13 State Data Marts
The state data marts split the geocoded Master BMF into one file per US state / territory so end users can pull only the rows they need instead of downloading the full ~3 GB unified file.
13.1 Motivation
bmf_master_geocoded.csv is 3.1 GB. Most analyses are state-scoped (an Urban Institute team studying nonprofits in Ohio, a state attorney general’s office, a researcher writing about Texas foundations), so a partitioned distribution layer dramatically cuts download size and load time without touching the underlying master.
13.2 Partition key
Rows are partitioned on org_addr_state — the cleaned mailing-address state from the BMF. This is the org’s reported state (populated for ~99.8 % of rows), not the geocoded state, so coverage is essentially complete. Rows where org_addr_state is missing or empty are bucketed into state=ZZ so they remain discoverable rather than being dropped.
The partition column is renamed state in the parquet output (so queries can WHERE state = 'NY' without remembering the longer underlying name).
13.3 Outputs
Two formats are produced from the same source:
| Format | Layout | Use case |
|---|---|---|
| Parquet | data/master/state_marts/parquet/state=XX/part-0.parquet |
DuckDB / Athena / pandas — Hive-partitioned |
| CSV | data/master/state_marts/csv/bmf_master_XX.csv |
Spreadsheet tools, R/Python users who want a single file |
S3 mirrors the same structure under s3://nccsdata/master/bmf/state_marts/.

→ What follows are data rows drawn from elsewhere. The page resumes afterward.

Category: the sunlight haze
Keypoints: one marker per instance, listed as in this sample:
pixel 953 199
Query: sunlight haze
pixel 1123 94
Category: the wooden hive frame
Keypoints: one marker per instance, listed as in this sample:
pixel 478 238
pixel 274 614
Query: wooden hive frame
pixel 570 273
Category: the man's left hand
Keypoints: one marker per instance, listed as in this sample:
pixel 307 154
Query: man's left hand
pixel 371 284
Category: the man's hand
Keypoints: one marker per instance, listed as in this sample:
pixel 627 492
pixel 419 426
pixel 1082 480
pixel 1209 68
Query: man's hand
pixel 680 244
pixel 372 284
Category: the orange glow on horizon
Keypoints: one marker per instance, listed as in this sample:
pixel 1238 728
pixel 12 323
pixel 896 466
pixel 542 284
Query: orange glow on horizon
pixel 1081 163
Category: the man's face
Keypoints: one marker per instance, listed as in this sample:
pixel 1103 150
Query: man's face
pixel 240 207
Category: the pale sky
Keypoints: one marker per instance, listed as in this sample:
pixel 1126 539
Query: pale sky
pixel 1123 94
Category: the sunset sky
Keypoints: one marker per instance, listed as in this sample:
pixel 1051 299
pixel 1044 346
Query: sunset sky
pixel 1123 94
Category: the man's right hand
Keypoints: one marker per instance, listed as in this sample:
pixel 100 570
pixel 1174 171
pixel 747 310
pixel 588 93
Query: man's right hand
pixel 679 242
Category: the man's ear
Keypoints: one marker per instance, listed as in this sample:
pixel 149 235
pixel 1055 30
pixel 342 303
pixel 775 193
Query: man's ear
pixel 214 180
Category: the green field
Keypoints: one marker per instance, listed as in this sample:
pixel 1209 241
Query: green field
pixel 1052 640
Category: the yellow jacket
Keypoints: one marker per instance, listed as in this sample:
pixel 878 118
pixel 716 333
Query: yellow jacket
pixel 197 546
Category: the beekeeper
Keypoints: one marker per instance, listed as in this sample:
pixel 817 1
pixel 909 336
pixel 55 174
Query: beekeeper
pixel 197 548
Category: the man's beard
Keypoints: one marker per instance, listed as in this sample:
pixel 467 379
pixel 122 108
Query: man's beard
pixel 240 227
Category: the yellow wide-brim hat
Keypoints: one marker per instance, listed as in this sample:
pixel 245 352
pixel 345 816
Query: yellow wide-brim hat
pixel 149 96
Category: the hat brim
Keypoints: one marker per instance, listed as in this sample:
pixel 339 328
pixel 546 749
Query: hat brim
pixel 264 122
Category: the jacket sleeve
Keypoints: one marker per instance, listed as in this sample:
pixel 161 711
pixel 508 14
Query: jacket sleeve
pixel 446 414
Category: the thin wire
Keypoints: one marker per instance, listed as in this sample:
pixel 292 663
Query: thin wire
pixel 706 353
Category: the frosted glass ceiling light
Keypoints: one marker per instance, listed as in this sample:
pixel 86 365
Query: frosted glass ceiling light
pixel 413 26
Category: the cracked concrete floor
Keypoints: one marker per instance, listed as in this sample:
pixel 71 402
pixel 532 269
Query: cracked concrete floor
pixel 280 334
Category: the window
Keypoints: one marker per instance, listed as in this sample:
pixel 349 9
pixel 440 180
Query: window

The Hive layout means a DuckDB query like
SELECT * FROM read_parquet('s3://nccsdata/master/bmf/state_marts/parquet/**/*.parquet',
hive_partitioning = 1)
WHERE state = 'NY'reads only the state=NY/ partition.
13.4 Coverage
The build produces 63 marts on the current geocoded master:
- 50 US states + DC
- 5 US territories: PR, VI, GU, AS, MP
- 3 APO/FPO military codes: AA, AE, AP
- 3 Compact-of-Free-Association codes: FM, MH, PW
- 1 missing-state bucket: ZZ
13.5 Running it
source("R/run_master_state_marts.R")The script reads data/geocoding/master/merged/bmf_master_geocoded.parquet, writes both formats to data/master/state_marts/, and (if ENABLE_S3_UPLOAD <- TRUE) uploads everything to S3.
13.6 Update cadence
Rebuild the marts whenever the geocoded master is rebuilt — i.e. after a new monthly current BMF lands and the master + master geocoding workflow is re-run. The state marts are a pure derivation of the geocoded master; they have no other inputs.
13.7 Caveats
- Mailing state, not operational state. A nonprofit headquartered in DE that operates nationally appears only in the
DEmart. Use the geocoded master directly for analyses that need the geocoded state (geo_state_abbr). - All-VARCHAR schema. Same convention as the master — consumers should cast numeric and date columns after reading. See Chapter 12 for the recommended cast list.
- No schema changes. The marts contain the exact same columns as the geocoded master plus the
statepartition column. - Counts won’t match sector-in-brief. A nonprofit count from these marts (filtering
last_year_in_bmf, partitioned on the mailing-state keyorg_addr_state) runs slightly below thesector-in-briefnumber_nonprofitsfigure for the same place/year. That product counts by an active-window rule (org_year_first ≤ Y ≤ org_year_last) and by geocoded county/state — both by design, not a data error. For “how many active nonprofits in place X,” cite sector-in-brief; query these marts directly only for EIN-level detail. See the “Counting semantics” note in thenccs-contractssector-in-brief.yml/bmf-master-geocoded.ymlcontracts for the rule and a worked example.
Three defensible queries give three different numbers — all correct for their definition:
| Query | Geography | “Active” rule | Count |
|---|---|---|---|
subsection_code == 3, latest vintage |
mailing (org_addr_state) |
present in 2026-05 file | 10,912 |
| + public-charity filter | mailing | present in 2026-05 file | 10,246 |
| + active-window | mailing | last_year_in_bmf == 2026 |
10,358 |
| sector-in-brief / dashboard | geocoded (Census State) |
active-window | 10,368 |
Two gotchas behind the spread:
- 501(c)(3) ≠ 501(c)(3) public charity. Every private foundation is also a 501(c)(3). Filtering only
subsection_code == 3keeps the ~660 DC private foundations (foundation_codein {2,3,4}) and 4 suspense orgs (code 9). A public-charity count restricts tofoundation_code %in% c(10:18, 21:24). - The +122 vs. the dashboard is ~112 active-window (orgs last seen in an early-2026 vintage but not the May file) + ~10 geocoded-vs-mailing geography. Cite 10,368 (sector-in-brief) for the public figure.